Ce que le cas Lacroix révèle

Le redressement judiciaire de la maison Lacroix symbolise les problèmes que le luxe traverse aujourd’hui. Les leçons à en tirer.

Le redressement judiciaire de la maison Lacroix symbolise les problèmes que le luxe traverse aujourd’hui. Voici les leçons à en tirer.

Placée le 2 juin en redressement judiciaire par le Tribunal de Commerce de Paris, la maison Christian Lacroix suscite des interrogations. « Je n’arrive pas à comprendre comment cette entreprise a pu perdre de l’argent aussi longtemps » s’étonne Nicole*, un investisseur spécialisé dans la mode. Face aux chiffres – 10 millions d’euros de pertes en 2008 pour un chiffre d’affaires de 30 millions, l’entreprise n’ayant jamais été rentable en plus de 20 ans d’existence – comment personne n’a-t-il en effet pu corriger la situation plus tôt?

Damien Yurkievich, frère du créateur Gaspard Yurkievich et PDG de la griffe, apporte son point de vue sur la question: « L’entreprise Christian Lacroix est tombée dans le piège classique de la maison soutenue trop tôt.

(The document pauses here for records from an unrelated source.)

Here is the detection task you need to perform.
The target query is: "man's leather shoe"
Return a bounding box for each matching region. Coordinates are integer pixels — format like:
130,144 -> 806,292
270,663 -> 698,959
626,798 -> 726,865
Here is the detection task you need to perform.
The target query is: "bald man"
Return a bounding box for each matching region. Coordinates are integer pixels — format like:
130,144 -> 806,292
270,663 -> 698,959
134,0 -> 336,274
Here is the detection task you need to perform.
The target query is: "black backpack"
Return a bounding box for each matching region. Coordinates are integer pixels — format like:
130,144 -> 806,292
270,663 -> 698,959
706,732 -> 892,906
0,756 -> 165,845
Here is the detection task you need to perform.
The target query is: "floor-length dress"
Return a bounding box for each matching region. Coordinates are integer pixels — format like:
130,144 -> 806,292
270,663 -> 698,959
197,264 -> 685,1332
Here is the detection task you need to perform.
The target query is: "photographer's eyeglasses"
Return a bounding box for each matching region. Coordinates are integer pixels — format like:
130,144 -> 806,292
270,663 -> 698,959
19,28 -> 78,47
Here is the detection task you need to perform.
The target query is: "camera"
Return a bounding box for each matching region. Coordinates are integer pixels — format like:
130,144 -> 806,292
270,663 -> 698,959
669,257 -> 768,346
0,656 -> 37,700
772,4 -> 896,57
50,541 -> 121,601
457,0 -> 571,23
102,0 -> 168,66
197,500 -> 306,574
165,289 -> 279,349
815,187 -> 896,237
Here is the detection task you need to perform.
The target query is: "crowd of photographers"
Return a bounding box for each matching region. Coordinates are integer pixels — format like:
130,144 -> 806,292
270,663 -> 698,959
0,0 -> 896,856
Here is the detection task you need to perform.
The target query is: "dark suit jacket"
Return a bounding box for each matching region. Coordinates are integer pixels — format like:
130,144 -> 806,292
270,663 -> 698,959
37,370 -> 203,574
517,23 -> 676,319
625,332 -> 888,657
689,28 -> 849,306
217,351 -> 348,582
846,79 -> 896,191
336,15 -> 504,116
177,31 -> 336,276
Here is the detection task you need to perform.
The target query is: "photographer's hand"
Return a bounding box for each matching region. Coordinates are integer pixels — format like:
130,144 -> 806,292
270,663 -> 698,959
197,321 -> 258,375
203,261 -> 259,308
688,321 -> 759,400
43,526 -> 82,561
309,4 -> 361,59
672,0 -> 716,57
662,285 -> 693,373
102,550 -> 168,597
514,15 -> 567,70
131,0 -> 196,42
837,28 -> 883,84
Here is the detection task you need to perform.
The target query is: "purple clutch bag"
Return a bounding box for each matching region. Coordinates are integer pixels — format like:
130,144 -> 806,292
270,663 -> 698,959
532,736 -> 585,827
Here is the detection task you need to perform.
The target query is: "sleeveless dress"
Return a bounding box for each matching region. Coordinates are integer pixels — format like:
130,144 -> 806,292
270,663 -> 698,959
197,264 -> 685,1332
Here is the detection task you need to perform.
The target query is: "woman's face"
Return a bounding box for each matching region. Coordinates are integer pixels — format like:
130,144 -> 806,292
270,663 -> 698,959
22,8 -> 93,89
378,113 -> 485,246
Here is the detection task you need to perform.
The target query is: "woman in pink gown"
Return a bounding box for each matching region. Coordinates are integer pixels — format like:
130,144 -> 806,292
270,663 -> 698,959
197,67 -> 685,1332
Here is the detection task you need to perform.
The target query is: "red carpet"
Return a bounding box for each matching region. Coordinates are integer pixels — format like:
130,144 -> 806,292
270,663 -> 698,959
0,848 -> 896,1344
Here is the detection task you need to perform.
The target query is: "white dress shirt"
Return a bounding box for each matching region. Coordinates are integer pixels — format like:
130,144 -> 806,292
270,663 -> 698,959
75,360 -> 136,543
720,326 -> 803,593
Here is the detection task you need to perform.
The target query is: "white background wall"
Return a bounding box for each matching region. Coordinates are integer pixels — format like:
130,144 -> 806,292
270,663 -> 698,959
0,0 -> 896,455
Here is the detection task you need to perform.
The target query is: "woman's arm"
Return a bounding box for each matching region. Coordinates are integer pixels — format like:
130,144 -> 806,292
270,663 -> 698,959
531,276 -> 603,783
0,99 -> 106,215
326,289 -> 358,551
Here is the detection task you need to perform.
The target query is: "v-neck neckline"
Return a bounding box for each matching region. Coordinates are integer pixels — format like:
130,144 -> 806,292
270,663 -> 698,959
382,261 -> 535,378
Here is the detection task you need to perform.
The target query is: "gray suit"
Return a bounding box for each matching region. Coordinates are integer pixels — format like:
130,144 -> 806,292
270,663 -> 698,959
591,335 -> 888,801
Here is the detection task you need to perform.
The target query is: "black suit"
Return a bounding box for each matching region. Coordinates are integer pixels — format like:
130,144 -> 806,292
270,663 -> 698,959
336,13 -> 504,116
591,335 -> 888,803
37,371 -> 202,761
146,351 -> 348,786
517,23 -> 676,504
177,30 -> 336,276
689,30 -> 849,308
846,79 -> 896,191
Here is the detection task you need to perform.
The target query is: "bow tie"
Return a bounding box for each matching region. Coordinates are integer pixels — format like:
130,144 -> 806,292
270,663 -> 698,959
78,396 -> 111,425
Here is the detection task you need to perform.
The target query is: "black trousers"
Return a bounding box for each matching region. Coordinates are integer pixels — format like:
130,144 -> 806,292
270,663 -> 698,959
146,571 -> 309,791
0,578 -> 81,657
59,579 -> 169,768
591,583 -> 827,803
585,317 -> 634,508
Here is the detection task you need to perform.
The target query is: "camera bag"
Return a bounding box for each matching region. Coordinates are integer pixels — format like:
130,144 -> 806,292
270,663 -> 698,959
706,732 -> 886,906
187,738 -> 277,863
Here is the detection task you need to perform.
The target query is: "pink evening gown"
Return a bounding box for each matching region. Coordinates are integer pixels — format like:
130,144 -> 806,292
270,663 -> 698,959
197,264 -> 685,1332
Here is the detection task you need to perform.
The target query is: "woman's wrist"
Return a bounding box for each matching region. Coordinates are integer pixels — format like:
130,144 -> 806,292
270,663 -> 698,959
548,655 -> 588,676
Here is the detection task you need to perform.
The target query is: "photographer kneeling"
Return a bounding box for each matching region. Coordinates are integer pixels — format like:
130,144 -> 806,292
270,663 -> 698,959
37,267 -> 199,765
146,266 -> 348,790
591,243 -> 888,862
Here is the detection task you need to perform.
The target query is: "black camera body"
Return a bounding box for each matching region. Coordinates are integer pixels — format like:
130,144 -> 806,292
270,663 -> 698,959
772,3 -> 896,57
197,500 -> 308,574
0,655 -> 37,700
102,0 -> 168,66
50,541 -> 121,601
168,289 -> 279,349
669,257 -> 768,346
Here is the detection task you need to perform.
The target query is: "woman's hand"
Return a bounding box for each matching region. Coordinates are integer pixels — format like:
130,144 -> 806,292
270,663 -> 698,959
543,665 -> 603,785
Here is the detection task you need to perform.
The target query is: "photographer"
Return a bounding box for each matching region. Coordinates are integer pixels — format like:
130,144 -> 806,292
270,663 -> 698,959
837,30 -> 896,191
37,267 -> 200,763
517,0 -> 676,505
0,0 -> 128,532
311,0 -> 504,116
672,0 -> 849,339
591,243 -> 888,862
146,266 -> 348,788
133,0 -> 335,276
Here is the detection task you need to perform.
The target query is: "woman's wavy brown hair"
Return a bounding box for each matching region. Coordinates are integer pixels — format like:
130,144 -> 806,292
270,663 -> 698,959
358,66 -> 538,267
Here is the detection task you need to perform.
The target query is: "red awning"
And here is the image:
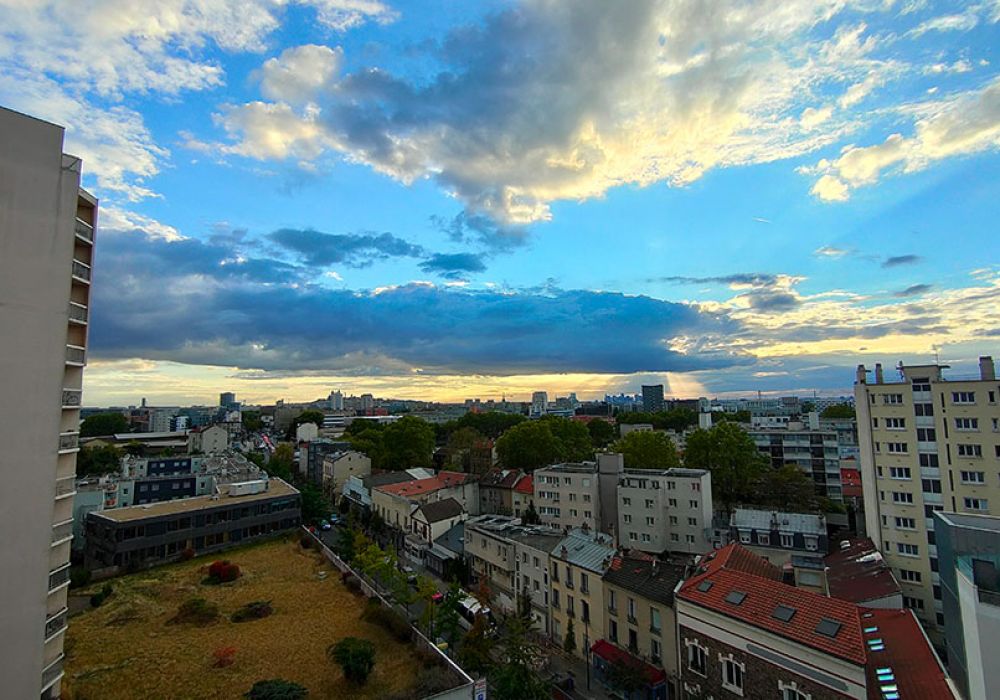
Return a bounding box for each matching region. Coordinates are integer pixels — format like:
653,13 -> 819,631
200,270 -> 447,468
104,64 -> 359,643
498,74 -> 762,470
590,639 -> 667,686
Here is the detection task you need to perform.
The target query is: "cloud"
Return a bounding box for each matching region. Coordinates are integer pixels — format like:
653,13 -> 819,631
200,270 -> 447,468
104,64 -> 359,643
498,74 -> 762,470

Fondée en 1987 avec l’aide de LVMH, elle n’a jamais vraiment eu à se confronter à la réalité économique. » Le créateur n’a par ailleurs jamais eu l’opportunité de trouver son gestionnaire idéal alors que « la connivence entre un créateur et son bras droit financier est l’une des clés de réussite d’une entreprise de mode. » poursuit Damien Yurkievich.

Ensuite, la liste des choix stratégiques hasardeux est longue. Après l’acquisition de l’entreprise en 2006, les frères Falic ont ainsi privilégié un développement aux Etats Unis, l’un des pays aujourd’hui les plus durement touchés par la crise. L’entreprise se focalise en outre sur la haute couture, segment pourtant traditionnellement déficitaire, au lieu de développer une ligne d’accessoires rentable. « Les investissements successifs de LVMH et de Falic ont le mérite d’avoir développé un imaginaire de marque fort » souligne Nicole. « Le problème, c’est que ça ne suffit pas: un financier regardera avant tout le retour sur investissement. »

Les créateurs des générations suivantes sont-ils mieux armés pour assurer la pérennité de leur activité? « Je trouve toujours étrange que les écoles de stylisme ne préparent pas plus efficacement leurs étudiants à la gestion » constate Damien Yurkievich. Nicole se montre plus optimiste: « Les jeunes créateurs d’aujourd’hui sont plus dans une logique de création d’entreprise. Ils sont donc particulièrement impliqués dans la constitution de leur business model. » Les mésaventures de leurs ainés les auront avertis des risques encourus.

Dans tous les cas, la crise ne doit pas toujours être perçue comme un frein au développement. Chez Gaspard Yurkievich, son impact est même plutôt positif: « Avant la crise, les prix de vente des produits de mode avaient tendance à s’envoler. Nous avons toujours refusé de nous engager dans cette voie. Aujourd’hui, notre positionnement sur le créneau du luxe accessible s’avère payant » se réjouit Damien Yurkievich.